Listen to the comments of Richard Feynman, Nobel Laureate in Physics, on social science, from 2':52" through 4':50".
Psychological Science: Mathematical Argument and the Quest for Scientific Respectability – Part 2 (Norman Costa)
By
Norman Costa Ph.D.
The Problem of Measurement
The recognition of psychology as a proper science was a major goal of the pioneers in experimental psychology, and those interested in the study of individual differences. They understood that the basic function of science was to describe the properties of things through observation and the recording of data. Key to the process of observation, and essential for mathematical argument, is the concept of measurement.
The early psychologists saw, clearly, the parallel between measurement tools in psychology (tests, scales, experimental apparatuses,) and measurement instruments in the more successful sciences. In anecdotes, they told of conversations they had with other scientists on the reliability of test instruments. They were told, so they reported, that a measurement tool must yield the exact same results each time it is used, assuming identical circumstances, if it is going to be considered reliable. They translated their understanding of test reliability into what is formulated today in the Standards for Educational and Psychological Testing1 – reliability is consistency of observed results. In this definition there is no reference to the purpose or function of the test instrument. To be reliable, it is only necessary for a test to be consistent in yielding observed scores, independent of the purpose of the test. In another article, I will show that the concept of reliability, without a statement of purpose, is an illusion. It was a fundamental mistake for psychological science, and was completely out of sync with the concept of test reliability in all other sciences.
They believed they addressed the issue of mathematical argument with the development of descriptive statistics (beginning with Galton and Pearson,) the development of the correlation coefficient to express relationship (Galton, Pearson, Spearman and others,) and in the invention and development of factor analysis for research on the structure of human intelligence (Spearman, Thurstone, and others.) The body of statistical tools, tests, scales, experimental apparatus, and text books (Thorndike, Spearman, Thurstone, Guilford, Guttman, and Gulliksen) were crowning achievements and sources of pride for scientific psychology. Of great importance and satisfaction to psychology was the development of the correlation coefficient, and its application to assessing the reliability of measurement instruments. Eventually, we will see that using the correlation coefficient to measure reliability was a fundamental mistake. The mistake was brought about by an overvaluing of the correlation coefficient, and an over-eagerness to develop mathematical argument for psychological science.

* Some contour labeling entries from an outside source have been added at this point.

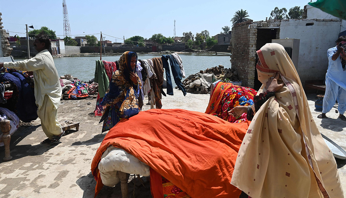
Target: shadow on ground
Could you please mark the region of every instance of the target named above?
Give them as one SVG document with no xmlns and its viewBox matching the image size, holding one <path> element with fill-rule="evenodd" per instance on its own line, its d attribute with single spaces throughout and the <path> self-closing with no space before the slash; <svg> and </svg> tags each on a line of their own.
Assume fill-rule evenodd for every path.
<svg viewBox="0 0 346 198">
<path fill-rule="evenodd" d="M 336 161 L 336 164 L 338 165 L 338 169 L 342 168 L 346 165 L 346 160 L 340 160 L 335 158 L 335 161 Z"/>
<path fill-rule="evenodd" d="M 88 140 L 86 141 L 83 142 L 78 141 L 74 142 L 71 145 L 71 146 L 80 146 L 81 145 L 85 145 L 89 146 L 95 144 L 98 144 L 102 142 L 103 138 L 107 134 L 107 133 L 104 133 L 103 134 L 99 134 L 94 136 L 90 140 Z"/>
<path fill-rule="evenodd" d="M 335 119 L 327 117 L 322 119 L 321 122 L 322 128 L 335 132 L 341 132 L 346 128 L 346 121 L 338 118 Z"/>
<path fill-rule="evenodd" d="M 10 150 L 11 152 L 11 156 L 13 157 L 12 160 L 19 159 L 27 156 L 42 155 L 61 143 L 58 142 L 54 144 L 44 144 L 34 145 L 30 144 L 17 145 L 22 140 L 31 134 L 33 132 L 35 131 L 41 125 L 35 126 L 21 126 L 18 128 L 18 130 L 11 136 Z M 65 135 L 71 134 L 76 131 L 77 131 L 74 130 L 67 130 Z M 0 147 L 0 163 L 4 162 L 2 159 L 4 156 L 5 148 L 4 146 L 2 146 Z"/>
<path fill-rule="evenodd" d="M 95 194 L 95 187 L 96 182 L 91 172 L 87 175 L 83 176 L 79 179 L 76 183 L 84 192 L 83 198 L 93 198 Z M 152 198 L 150 191 L 150 184 L 149 181 L 144 183 L 144 186 L 135 185 L 131 181 L 128 183 L 129 198 Z M 135 187 L 134 196 L 134 187 Z M 120 183 L 114 187 L 103 186 L 96 198 L 122 198 L 121 191 Z"/>
</svg>

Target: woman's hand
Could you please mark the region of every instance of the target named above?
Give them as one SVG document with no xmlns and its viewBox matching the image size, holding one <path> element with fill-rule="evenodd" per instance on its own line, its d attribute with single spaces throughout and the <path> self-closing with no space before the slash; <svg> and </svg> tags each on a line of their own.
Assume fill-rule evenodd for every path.
<svg viewBox="0 0 346 198">
<path fill-rule="evenodd" d="M 285 85 L 283 83 L 277 84 L 277 79 L 279 79 L 280 76 L 280 74 L 278 72 L 276 73 L 268 79 L 268 81 L 265 86 L 265 88 L 268 91 L 275 92 L 282 88 L 282 87 Z"/>
<path fill-rule="evenodd" d="M 137 76 L 133 72 L 130 72 L 130 79 L 135 84 L 138 84 L 137 81 Z"/>
<path fill-rule="evenodd" d="M 229 115 L 237 118 L 244 113 L 247 112 L 247 106 L 237 106 L 228 111 Z"/>
</svg>

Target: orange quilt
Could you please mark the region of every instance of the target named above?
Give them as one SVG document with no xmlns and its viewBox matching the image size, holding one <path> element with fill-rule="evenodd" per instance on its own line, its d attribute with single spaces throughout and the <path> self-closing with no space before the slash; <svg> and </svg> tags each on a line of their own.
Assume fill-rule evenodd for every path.
<svg viewBox="0 0 346 198">
<path fill-rule="evenodd" d="M 178 109 L 151 109 L 122 119 L 106 135 L 93 160 L 95 195 L 103 186 L 99 163 L 112 145 L 136 157 L 192 197 L 238 198 L 241 191 L 230 183 L 249 124 L 230 123 Z"/>
</svg>

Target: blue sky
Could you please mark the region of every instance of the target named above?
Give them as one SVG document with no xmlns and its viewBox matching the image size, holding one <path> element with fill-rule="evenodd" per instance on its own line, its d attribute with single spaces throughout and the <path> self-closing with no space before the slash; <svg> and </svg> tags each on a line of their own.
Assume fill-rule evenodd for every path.
<svg viewBox="0 0 346 198">
<path fill-rule="evenodd" d="M 314 1 L 315 1 L 314 0 Z M 235 12 L 246 10 L 254 21 L 265 20 L 275 7 L 295 6 L 301 8 L 310 0 L 189 1 L 78 1 L 66 0 L 72 35 L 102 33 L 125 38 L 135 35 L 149 38 L 161 33 L 166 37 L 173 35 L 176 20 L 176 36 L 183 33 L 193 34 L 204 30 L 213 36 L 230 21 Z M 63 34 L 62 1 L 51 0 L 0 0 L 0 12 L 4 29 L 25 33 L 25 26 L 32 24 L 39 28 L 46 26 Z M 16 33 L 10 33 L 13 36 Z M 18 34 L 20 36 L 25 34 Z M 95 35 L 99 40 L 99 35 Z M 73 37 L 75 36 L 72 36 Z M 115 42 L 115 38 L 106 39 Z M 60 36 L 62 38 L 62 36 Z M 118 42 L 121 42 L 117 39 Z"/>
</svg>

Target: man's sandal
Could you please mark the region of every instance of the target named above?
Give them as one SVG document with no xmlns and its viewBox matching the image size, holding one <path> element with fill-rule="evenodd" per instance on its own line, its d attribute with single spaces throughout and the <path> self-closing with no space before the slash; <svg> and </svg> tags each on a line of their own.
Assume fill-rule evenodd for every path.
<svg viewBox="0 0 346 198">
<path fill-rule="evenodd" d="M 317 116 L 317 118 L 324 118 L 327 117 L 327 116 L 325 115 L 324 115 L 322 114 L 318 115 Z"/>
<path fill-rule="evenodd" d="M 59 141 L 61 137 L 65 135 L 65 131 L 63 131 L 61 133 L 58 135 L 53 135 L 52 140 L 49 140 L 49 138 L 47 138 L 43 141 L 41 142 L 40 144 L 55 144 L 59 142 Z"/>
<path fill-rule="evenodd" d="M 45 140 L 43 141 L 42 141 L 40 143 L 40 144 L 55 144 L 58 142 L 59 141 L 57 141 L 56 140 L 54 140 L 54 139 L 52 139 L 52 140 L 49 140 L 49 138 L 47 138 L 46 140 Z"/>
<path fill-rule="evenodd" d="M 346 117 L 344 115 L 339 115 L 339 117 L 343 120 L 346 120 Z"/>
</svg>

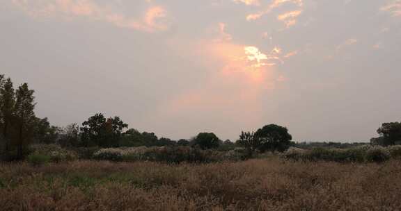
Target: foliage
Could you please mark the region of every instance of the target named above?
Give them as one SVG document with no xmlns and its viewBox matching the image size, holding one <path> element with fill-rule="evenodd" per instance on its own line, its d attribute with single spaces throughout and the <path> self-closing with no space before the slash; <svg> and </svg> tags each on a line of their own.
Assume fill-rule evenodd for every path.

Recognition from the more successful sciences was not forthcoming, however. The scientific community never looked closely at the psychologists' definition of reliability that was without a statement of purpose, nor at the use of the correlation coefficient to measure reliability. What they did focus on was psychology's understanding, or lack of understanding, of the concept of measurement in science.
The Fuerguson Committee
To understand the failure of recognition from other sciences, It is necessary to go back to the work of the Ferguson Committee, established by the British Association for the Advancement of Science in 1932. The purpose of the committee was to determine whether or not real scientific measurement was a possibility for the social sciences. In other words: Could the field of psychology aspire to the level of a real science or not? The Ferguson Committee, dominated by N. R. Campbell, an important figure in the philosophy of science for the physical sciences, answered the question with a resounding, “No!” The official report put its response in a highly technical treatment, but the issues for psychological science come down to three elementary points:
- The definition of measurement;
- Establishing measurement standards (units of measurement) through research; and
- Physical and structural additivity.
During the time that the Ferguson Committee was seated, psychological science did not address these issues, and, for the most part, did not understand them. Today, psychological science has no definition of measurement, no research on establishing measurement units, and no demonstration of physical or structural additivity.
In all of science, measurement is one of the simplest ideas to understand. Measurement is a comparison to a standard. The standard for a second of time is 9,192,631,770 completed cyclical vibrations of an energized cesium atom. The standard for length is the metre, and is the distance that light travels, in a vacuum, in 1 ⁄ 299,792,458 of a second. The standard for mass is the kilogram, or one litre of liquid water. Within each science or engineering discipline there are many measurement standards, all of them requiring research to establish their properties and uses. Electrical engineering uses measurement standards like ampere, volt, ohm, and so on. Astronomy uses a measurement standard known as a Standard Candle, a class of astronomical objects whose members have known luminosities.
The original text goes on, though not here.